The U.S. Has Issued an Ultimatum to Maduro — but It May Not Work: Something More Will Be Needed
The United States will have to prove that, this time, it isn’t bluffing — that an ultimatum is exactly that, an ultimatum, not an empty threat. If it doesn’t work through the good way, as Trump himself said, then it will have to work the hard way.

Nicolás Maduro in Miraflores, 2019.
According to reporting in The Wall Street Journal, the Miami Herald, and the New York Post, Donald Trump has issued a stark ultimatum to Nicolás Maduro: leave Venezuela “immediately,” or the United States will use military force against him and his family. This is not just any threat. An unprecedented U.S. naval force is currently deployed in the Caribbean —almost certainly positioned for a potential strike against the Venezuelan regime, now designated by Washington as a Foreign Terrorist Organization.
An ultimatum of that magnitude, especially coming from someone like Trump, would terrify almost any dictator on earth. And there is likely no tyrant alive who could withstand it. But Maduro’s circumstances are different — which means the ultimatum may not have its intended effect.
Trump’s United States understands exactly what Maduro’s regime is: it behaves less like a conventional dictatorship and more like a criminal organizaton, a cartel. Its internal logic mirrors that of organized crime. It operates no differently than the Medellín Cartel in the 1980s or the Sinaloa Cartel today.
Maduro is a hostage to his circumstances. The classic mix of threats and incentives — destroy you with military force or grant you and your family amnesty — is usually effective for pressuring tyrants. It’s the familiar carrot-and-stick strategy, the one that has worked, to varying degrees, on figures like Charles Taylor, Idi Amin, Stroessner, and even, in some respects, Pinochet. But it is unlikely to work on Maduro. The Venezuelan strongman, head of a narco-cartel, is not an autonomous leader, and the system he presides over is not vertical.
In a recent Axios report, a U.S. official made a point that is almost certainly correct: if Maduro tried to flee Venezuela, his own security detail — riddled with Cuban agents — could kill him. Cuban-American Congresswoman María Elvira Salazar believes the same. And they are not wrong. Maduro is a prisoner of the Cubans, and of the broader system around him.
There are factions within Chavismo. One of them — the fundamentalist faction tied most deeply to narcotrafficking — is controlled by Diosdado Cabello, who is effectively the most powerful man in Venezuela. Cabello controls the drug routes, but also the repression apparatus, counterintelligence operations, and torture units. It’s in those groups — especially the DGCIM, the General Directorate of Military Counterintelligence — where the regime’s true repressive power resides. The DGCIM spies on regime officials, neutralizes dissent, and keeps the military in check.

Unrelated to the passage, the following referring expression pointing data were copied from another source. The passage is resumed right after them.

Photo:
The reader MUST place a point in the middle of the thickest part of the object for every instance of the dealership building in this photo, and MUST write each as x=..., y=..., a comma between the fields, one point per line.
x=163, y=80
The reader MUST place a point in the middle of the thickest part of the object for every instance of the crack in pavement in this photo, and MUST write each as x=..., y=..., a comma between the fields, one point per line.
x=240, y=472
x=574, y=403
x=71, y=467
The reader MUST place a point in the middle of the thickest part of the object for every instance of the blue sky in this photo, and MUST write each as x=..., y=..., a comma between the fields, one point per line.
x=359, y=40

Through the DGCIM, Cabello can watch and control even Maduro himself.
The incentives reportedly on the table for Maduro will never be available to Diosdado —not because the United States cannot offer them, but because he will never have guarantees. And Diosdado knows it. Some figures in the regime may hope for a silver bridge into exile —a semi-comfortable life with certain guarantees in a place like Iran or Turkey. But none of that applies to Cabello. He is far too implicated in the criminal structure, the narcotrafficking networks, and systematic human-rights abuses.

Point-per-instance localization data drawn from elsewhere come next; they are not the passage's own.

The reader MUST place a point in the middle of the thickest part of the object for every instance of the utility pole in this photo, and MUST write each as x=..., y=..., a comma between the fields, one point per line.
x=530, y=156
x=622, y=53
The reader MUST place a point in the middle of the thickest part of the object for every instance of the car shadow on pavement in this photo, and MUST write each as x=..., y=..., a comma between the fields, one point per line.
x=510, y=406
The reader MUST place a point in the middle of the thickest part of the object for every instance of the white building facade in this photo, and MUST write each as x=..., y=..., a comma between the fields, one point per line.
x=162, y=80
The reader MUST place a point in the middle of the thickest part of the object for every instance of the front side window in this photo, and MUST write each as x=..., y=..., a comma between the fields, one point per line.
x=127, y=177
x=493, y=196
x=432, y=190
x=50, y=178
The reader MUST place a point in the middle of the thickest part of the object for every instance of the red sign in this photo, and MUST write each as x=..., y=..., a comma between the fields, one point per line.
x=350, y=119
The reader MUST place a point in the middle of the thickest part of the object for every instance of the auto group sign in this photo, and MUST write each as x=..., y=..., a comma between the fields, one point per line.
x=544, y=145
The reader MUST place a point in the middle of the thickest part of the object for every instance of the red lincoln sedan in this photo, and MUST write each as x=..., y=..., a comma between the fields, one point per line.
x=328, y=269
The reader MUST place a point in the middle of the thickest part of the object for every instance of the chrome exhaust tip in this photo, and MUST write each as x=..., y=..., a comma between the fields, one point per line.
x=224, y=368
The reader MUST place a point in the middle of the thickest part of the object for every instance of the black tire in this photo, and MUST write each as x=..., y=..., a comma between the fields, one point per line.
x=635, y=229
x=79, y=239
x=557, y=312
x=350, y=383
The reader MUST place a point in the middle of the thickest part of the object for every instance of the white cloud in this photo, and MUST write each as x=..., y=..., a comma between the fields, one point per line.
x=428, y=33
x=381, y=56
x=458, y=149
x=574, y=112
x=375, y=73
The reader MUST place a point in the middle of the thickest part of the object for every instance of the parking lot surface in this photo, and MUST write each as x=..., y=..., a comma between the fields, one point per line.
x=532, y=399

Because incentives don’t work for Diosdado —and because he controls the repression machine on which the regime now survives— he is the one who largely determines the dictatorship’s course (and Maduro’s). He is the central reason why the political game cannot be unlocked, despite the dynamics of ultimatums, incentives, and deterrence —all compounded, of course, by the Cuban factor.
Donald Trump, together with his Secretary of Defense, Pete Hegseth, and his Secretary of State, Marco Rubio, is shaping the toughest and most effective policy ever designed to confront the narco-terrorism devastating the United States and the hemisphere. But when it comes to facing —and ultimately dismantling— the Cartel of the Suns, ultimatums alone will not suffice.
None of this means Maduro’s regime could withstand a U.S. military offensive. That is utterly impossible. They would not even try. But the regime’s strategy is simple: stay as firm and unified as possible ahead of any strike, hoping that their show of strength will create the illusion that a U.S. incursion in Venezuela would be too costly —and that, in the end, Washington will settle for a deterrent bluff. The dictatorship is praying that, all along, the United States has merely been applying the old, exhausted formula of pressuring for an internal military fracture.
In that sense, I do not believe a large-scale, long-term military intervention would be necessary to end the Cartel of the Suns. Not at all. But the United States will need to demonstrate that this time it is not bluffing —that an ultimatum is truly an ultimatum, not an empty threat. If it doesn’t work the easy way, then, as Trump himself said, it will have to work the hard way.